Calcutta: A report on Rajasthan prisons, prepared by a researcher from Calcutta, strongly advocates the open- prison system.
Smita Chakraburtty, an independent researcher who was previously commissioned to prepare a report on Bihar prisons, visited 15 open prisons in Rajasthan and interviewed 428 prisoners. Her report, launched in hard copy by the chief justice of Rajasthan in Jaipur on Monday, recommends open prisons across the country as a humane - and practical - model of prisons.
Open prisons are prisons without bars. They can be set up in any place, outside the walls of a prison, where a prisoner can live with his family in a house and earn his own living. But he has to return to the open prison at a scheduled hour every day.
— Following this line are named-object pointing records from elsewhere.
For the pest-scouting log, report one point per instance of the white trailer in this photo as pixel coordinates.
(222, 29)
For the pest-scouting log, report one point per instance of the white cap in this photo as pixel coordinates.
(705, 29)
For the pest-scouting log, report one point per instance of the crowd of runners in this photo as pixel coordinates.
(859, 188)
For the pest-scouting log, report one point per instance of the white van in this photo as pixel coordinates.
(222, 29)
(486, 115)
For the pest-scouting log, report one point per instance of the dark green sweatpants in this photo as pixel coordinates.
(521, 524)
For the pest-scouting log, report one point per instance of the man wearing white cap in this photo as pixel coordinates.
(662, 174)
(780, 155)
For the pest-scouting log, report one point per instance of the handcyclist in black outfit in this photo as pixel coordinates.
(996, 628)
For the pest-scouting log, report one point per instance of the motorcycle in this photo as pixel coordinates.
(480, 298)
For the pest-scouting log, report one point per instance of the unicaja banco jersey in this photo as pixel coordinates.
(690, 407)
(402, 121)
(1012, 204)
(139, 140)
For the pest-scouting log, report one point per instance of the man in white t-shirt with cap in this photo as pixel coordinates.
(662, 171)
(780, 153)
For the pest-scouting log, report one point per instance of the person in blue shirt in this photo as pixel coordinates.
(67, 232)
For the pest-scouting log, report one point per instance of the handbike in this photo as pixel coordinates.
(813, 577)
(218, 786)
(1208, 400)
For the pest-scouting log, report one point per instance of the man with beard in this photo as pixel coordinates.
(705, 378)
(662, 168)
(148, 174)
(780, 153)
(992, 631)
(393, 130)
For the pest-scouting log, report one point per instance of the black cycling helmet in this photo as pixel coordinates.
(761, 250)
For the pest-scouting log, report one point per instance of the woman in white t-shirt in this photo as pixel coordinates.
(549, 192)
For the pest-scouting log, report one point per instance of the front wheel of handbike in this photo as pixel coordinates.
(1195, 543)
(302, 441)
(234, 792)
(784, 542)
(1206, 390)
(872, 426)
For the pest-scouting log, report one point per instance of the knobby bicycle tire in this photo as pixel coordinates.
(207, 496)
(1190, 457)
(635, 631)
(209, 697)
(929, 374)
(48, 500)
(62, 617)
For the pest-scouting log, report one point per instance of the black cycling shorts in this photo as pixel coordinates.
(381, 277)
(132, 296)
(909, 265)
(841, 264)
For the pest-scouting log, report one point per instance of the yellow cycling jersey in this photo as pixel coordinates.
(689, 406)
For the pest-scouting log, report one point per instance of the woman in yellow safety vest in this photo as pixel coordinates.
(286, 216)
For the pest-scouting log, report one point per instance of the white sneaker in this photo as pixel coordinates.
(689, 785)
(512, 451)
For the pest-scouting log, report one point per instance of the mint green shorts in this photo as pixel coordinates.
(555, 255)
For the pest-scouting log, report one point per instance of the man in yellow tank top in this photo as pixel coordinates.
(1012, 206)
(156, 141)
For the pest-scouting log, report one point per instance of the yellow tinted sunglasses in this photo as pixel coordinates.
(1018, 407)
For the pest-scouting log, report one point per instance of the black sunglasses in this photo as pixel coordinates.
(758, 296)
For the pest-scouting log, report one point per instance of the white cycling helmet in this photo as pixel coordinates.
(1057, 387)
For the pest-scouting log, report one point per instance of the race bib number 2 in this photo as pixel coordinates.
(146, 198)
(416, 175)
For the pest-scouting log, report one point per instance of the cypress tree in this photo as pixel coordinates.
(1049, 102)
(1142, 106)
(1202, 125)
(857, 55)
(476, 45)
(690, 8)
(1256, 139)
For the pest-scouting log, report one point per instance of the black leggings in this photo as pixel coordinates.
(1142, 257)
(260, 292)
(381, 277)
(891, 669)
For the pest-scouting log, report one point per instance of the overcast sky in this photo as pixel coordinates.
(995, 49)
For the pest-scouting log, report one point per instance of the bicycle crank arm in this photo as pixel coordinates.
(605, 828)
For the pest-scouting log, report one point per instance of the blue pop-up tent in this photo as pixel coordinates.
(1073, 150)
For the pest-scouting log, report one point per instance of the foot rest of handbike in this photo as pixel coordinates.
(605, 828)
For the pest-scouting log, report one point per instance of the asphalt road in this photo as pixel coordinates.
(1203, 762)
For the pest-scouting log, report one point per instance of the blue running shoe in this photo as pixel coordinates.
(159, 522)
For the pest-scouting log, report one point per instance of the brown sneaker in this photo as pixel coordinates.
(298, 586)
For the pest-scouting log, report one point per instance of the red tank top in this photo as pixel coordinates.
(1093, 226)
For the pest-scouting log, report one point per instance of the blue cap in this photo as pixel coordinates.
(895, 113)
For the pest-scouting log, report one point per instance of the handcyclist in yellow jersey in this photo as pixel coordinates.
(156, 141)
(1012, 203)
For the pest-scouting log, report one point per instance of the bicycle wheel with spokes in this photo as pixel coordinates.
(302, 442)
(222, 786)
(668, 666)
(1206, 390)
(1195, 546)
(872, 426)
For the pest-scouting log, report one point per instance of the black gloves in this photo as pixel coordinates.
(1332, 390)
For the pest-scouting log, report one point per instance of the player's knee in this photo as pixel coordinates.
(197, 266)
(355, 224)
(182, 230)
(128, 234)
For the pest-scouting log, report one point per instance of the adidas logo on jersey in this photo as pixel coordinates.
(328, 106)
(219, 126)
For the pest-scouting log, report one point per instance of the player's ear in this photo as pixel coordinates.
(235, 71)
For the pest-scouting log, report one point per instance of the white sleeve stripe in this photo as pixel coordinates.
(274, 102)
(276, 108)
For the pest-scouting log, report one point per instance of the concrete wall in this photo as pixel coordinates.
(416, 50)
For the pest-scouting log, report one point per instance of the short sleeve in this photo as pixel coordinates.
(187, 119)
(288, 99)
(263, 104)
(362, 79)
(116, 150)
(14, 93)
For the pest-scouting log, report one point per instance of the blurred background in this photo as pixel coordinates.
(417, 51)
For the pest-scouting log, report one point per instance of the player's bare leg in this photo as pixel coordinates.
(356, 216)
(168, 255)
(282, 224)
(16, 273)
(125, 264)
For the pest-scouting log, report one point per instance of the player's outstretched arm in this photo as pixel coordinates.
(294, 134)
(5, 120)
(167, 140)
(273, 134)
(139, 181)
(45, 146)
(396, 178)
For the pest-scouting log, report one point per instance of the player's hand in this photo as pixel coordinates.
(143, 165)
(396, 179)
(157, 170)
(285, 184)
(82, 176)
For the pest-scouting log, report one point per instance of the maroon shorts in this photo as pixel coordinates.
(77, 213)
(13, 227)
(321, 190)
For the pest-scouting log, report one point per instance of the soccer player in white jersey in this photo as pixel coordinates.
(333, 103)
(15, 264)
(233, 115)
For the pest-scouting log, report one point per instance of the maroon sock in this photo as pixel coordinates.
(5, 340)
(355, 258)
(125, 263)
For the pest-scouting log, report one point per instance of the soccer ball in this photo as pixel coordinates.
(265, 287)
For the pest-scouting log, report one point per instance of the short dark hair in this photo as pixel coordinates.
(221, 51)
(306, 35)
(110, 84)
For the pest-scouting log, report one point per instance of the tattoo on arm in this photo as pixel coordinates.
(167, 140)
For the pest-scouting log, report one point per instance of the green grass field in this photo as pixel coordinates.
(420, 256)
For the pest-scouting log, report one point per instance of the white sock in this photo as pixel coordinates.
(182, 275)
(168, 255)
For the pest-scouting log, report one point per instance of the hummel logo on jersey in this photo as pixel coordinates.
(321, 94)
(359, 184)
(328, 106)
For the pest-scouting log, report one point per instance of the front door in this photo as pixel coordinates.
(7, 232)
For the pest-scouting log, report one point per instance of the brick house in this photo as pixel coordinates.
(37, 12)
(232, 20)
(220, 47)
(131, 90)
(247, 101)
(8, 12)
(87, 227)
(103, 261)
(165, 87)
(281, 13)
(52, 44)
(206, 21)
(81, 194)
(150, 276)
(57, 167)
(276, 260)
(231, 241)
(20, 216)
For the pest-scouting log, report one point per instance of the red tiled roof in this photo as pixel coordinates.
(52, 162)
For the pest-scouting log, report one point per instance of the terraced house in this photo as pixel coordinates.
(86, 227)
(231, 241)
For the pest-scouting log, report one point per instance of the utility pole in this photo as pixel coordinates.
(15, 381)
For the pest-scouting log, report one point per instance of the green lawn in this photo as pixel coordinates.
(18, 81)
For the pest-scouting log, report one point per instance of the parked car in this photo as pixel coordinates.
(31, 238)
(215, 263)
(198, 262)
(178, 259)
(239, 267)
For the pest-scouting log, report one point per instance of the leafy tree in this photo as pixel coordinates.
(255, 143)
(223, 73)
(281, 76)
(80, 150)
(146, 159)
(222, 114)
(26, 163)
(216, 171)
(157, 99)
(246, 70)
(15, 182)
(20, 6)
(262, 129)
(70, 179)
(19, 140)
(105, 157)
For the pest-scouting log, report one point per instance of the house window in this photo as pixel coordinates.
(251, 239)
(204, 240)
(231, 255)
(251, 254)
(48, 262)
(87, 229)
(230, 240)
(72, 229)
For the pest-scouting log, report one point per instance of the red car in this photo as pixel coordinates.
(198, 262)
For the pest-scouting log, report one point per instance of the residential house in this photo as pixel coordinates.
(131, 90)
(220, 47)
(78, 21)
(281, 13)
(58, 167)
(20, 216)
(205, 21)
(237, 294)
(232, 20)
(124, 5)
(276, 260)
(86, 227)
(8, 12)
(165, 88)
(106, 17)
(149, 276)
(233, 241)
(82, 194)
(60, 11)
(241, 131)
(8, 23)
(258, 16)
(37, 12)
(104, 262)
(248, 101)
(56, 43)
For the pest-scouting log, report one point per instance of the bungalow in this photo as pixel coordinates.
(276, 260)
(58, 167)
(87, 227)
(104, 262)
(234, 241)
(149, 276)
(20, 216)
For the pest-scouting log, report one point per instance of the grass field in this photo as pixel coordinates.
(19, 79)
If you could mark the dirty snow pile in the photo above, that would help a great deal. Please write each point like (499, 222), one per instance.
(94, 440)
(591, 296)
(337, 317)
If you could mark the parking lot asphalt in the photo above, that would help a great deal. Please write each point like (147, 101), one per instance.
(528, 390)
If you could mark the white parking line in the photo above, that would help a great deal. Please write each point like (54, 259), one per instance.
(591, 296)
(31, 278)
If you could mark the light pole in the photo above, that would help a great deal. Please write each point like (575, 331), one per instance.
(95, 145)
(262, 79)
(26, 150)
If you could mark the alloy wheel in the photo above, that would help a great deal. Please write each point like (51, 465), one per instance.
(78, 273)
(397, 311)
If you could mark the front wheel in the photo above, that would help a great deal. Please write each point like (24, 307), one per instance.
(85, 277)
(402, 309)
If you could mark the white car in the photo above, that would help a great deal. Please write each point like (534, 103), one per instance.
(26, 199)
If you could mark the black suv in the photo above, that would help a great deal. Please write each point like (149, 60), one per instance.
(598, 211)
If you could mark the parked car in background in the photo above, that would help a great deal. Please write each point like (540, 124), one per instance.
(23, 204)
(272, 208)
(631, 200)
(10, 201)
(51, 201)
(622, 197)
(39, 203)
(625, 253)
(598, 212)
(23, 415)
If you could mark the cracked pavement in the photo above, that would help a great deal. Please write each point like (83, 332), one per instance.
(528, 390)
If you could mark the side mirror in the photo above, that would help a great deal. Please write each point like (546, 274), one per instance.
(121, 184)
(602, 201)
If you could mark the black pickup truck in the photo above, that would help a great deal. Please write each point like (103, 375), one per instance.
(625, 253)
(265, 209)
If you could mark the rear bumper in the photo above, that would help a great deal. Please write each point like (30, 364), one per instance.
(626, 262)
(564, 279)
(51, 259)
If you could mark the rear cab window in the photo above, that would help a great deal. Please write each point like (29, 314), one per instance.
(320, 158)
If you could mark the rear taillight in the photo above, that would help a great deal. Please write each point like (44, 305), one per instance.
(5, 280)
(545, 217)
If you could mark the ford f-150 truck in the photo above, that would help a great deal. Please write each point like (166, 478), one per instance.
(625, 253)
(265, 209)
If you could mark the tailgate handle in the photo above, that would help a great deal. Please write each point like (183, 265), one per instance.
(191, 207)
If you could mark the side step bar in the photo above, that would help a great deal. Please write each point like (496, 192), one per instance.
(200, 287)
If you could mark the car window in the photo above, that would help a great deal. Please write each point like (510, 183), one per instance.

The system proves that freedom, even partial, reintegrates prisoners with society and restores to them some dignity that is due to every individual, said Chakraburtty. "The system leads to reduction in prison overcrowding, the rate of recidivism - the tendency of a convicted person to reoffend - is negligible, and most importantly it is a humane system," she said.
Chakraburtty was appointed honorary prison commissioner by Justice K.S. Javeri, the executive chairman of the Rajasthan State Legal Services Authority, to study the open-prison system and parole practices of Rajasthan.
She had earlier conducted a detailed study of the 58 prisons of Bihar, speaking to 30,070 prisoners. Her report was widely acknowledged.
In Rajasthan, the state that pioneered the system from the Fifties, those who have been in a prison for over five years and have maintained good conduct are eligible to get into an open prison. It allows them to stay in quarters outside the prison walls with their families and find their own living.
Rajasthan, which has about 100-odd regular prisons, has 29 open prisons, the largest number of open prisons in a state in the country. The study started in April 2017 and continued till November. "The open prisons of Rajasthan are called open camps because there is no element of confinement in this system," said Chakraburtty. "On my first visit to Sanganer, the largest open prison where about 400 convicted prisoners live with their families, I felt like I was entering a village where the prisoner community resides."
Since open prisons have a history of decades in Rajasthan, prisoners do not face excessive resistance from society when they relocate to open prisons, said Chakraburtty.
The administration benefits in another way. "A comparative study between the Jaipur Central Jail and the Sanganer Open Prison shows that the open prison is 78 times cheaper than the closed one."
There are problems, of course. Thousands of prisoners, eligible for stay in an open prison, are languishing in closed prisons, because seats are not available. Only those who have served 10 years in a prison, are usually lifetimers and have a record of a severe crime, most often murder, get a chance to go to an open prison, after a long wait.
Yet this is a unique and successful system that should be adopted, Chakraburtty said.
The report recommends at least two open prisons in each district of Rajasthan, a model that then can be replicated across the country.
Justice Joymalya Bagchi of Calcutta High Court has examined the suggestions.